Think the suburbs may not be charging $20 as opposed to the big cities, and I suspect there to be a number of reasons why not as many people went to see a Shrek sequel.
(Although we can't wait for Alibi Jeff to leap on THIS one as a possible "industry" explanation that doesn't involve judging the actual movie.)
** "It makes me even more enthusiastic about the great things that Marvel and Disney can do together." ...**
Yeah, completely erase Walt's legacy and identity by burying it under lesser purchased properties.
Screw you, Iger. I never thought I'd say this, but I hate Eisner a little less because of you.
How can people be so out of touch with what get's the general public's blood racing!?! The public's only interest is to be entertained and surprised by seeing and experiencing things they have never seen before! Originality and creativity are the way to go. Sequels often reek of lazy, money-hungry attitudes and the audience KNOWS it! The suits should get it through their thick skulls that they should serve the public, not their own wallets and bank accounts!
"ith what get's the general public's blood racing!?! The public's only interest is to be entertained and surprised by seeing and experiencing things they have never seen before! Originality and creativity are the way to go."

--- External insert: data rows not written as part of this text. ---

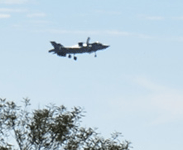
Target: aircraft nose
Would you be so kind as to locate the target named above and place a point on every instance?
(106, 46)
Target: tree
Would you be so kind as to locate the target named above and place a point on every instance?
(51, 128)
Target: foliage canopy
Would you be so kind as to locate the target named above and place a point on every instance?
(51, 128)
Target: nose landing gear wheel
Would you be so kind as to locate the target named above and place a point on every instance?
(69, 56)
(75, 58)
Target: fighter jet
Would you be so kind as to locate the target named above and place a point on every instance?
(87, 47)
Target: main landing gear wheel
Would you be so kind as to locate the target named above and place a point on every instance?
(69, 56)
(75, 58)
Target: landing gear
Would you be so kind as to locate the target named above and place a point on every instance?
(69, 56)
(75, 58)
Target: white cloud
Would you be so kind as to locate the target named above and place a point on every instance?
(2, 16)
(13, 1)
(36, 15)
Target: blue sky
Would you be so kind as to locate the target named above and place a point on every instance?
(134, 86)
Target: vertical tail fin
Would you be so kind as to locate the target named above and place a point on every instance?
(87, 42)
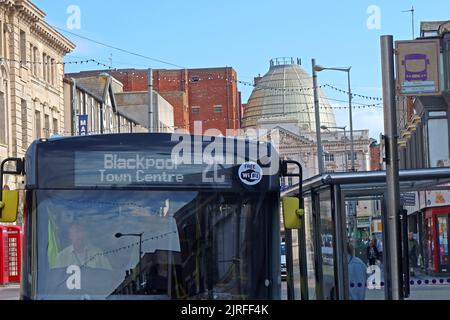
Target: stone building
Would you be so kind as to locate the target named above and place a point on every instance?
(282, 103)
(31, 77)
(94, 97)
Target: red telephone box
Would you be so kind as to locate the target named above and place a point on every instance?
(10, 254)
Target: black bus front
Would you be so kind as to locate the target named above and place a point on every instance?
(121, 217)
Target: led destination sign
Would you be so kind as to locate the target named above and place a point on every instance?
(131, 168)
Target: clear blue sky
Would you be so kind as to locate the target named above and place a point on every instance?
(246, 35)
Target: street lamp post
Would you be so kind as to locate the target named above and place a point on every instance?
(120, 235)
(320, 154)
(345, 142)
(350, 98)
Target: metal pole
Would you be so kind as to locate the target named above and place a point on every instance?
(392, 166)
(140, 261)
(350, 97)
(317, 113)
(151, 112)
(345, 148)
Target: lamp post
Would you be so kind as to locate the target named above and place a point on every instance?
(120, 235)
(350, 98)
(320, 154)
(345, 141)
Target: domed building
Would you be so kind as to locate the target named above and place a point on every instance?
(286, 93)
(282, 104)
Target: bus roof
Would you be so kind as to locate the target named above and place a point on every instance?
(152, 160)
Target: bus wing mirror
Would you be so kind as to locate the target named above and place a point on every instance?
(292, 213)
(9, 206)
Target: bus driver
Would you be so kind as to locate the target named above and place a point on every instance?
(80, 252)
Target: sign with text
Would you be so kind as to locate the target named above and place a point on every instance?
(93, 169)
(418, 70)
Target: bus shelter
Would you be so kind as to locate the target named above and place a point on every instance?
(351, 207)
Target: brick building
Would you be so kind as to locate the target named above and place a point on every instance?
(209, 95)
(31, 77)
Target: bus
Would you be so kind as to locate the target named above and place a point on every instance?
(149, 216)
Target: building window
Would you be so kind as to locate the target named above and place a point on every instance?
(37, 124)
(47, 125)
(437, 141)
(35, 58)
(23, 47)
(195, 110)
(53, 71)
(290, 181)
(44, 67)
(349, 156)
(3, 116)
(329, 157)
(23, 104)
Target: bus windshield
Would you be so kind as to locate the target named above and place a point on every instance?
(153, 244)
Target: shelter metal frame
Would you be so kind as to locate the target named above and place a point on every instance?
(361, 185)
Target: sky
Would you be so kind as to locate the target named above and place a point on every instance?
(246, 35)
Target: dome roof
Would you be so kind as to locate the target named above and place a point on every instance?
(285, 92)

The Box Office disagrees with you. And that's all studios care about.
If I follow that logic then Pixar's "Up" should have been a flop.

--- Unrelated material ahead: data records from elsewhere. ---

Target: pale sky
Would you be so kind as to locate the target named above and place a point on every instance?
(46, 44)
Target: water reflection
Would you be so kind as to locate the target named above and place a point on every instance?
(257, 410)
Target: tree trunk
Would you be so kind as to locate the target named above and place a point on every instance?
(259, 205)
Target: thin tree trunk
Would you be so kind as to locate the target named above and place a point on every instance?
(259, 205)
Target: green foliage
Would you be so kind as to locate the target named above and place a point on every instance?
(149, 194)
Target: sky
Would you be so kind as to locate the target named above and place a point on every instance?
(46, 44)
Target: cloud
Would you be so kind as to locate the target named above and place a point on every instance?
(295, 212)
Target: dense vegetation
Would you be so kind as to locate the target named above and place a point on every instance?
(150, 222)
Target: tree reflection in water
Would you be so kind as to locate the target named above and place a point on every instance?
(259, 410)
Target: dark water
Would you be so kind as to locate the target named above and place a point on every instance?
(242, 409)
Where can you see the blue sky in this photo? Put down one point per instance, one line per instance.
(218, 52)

C'mon, we all know the "suits" embrace sequels because they lack the stones to take risks on new ideas. Even the once creative leaders have sold out for a fat paycheck.
It's good to be the king.
"The Box Office disagrees with you. And that's all studios care about."
But that theory still only works for great original ideas! If they run out of great original formats and concepts then they won't have any succesfull franchises or projects to make sequels from...
uhh, I'm sorry but 70 mil for a #4 sequel is fantastic! And I don't like DW.
not too many animated features or studios can claim a 70 Million dollar open. not to mention with a 10 year old franchise.
"C'mon, we all know the "suits" embrace sequels because they lack the stones to take risks on new ideas. Even the once creative leaders have sold out for a fat paycheck."
You tell 'em, Floyd.
We have all seen bad sequels kill a franchise. A hit movie creates expectations and a ready made audience, but the sequel still has to deliver. That's why Shrek VI's opening was disappointing; Shrek III.
not too many animated features or studios can claim a 70 Million dollar open. not to mention with a 10 year old franchise.
There is also the old joke that any movie that hypes "the Final Chapter" will always ritually sucker in audiences one last time, because "it's just a matter of giving the public what they want".
I found the "hippie commune" comment kind of sad. Apparently, the typical corporate workplace atmosphere is so toxic that a company environment with a relatively high morale seems counter-culturish by comparison.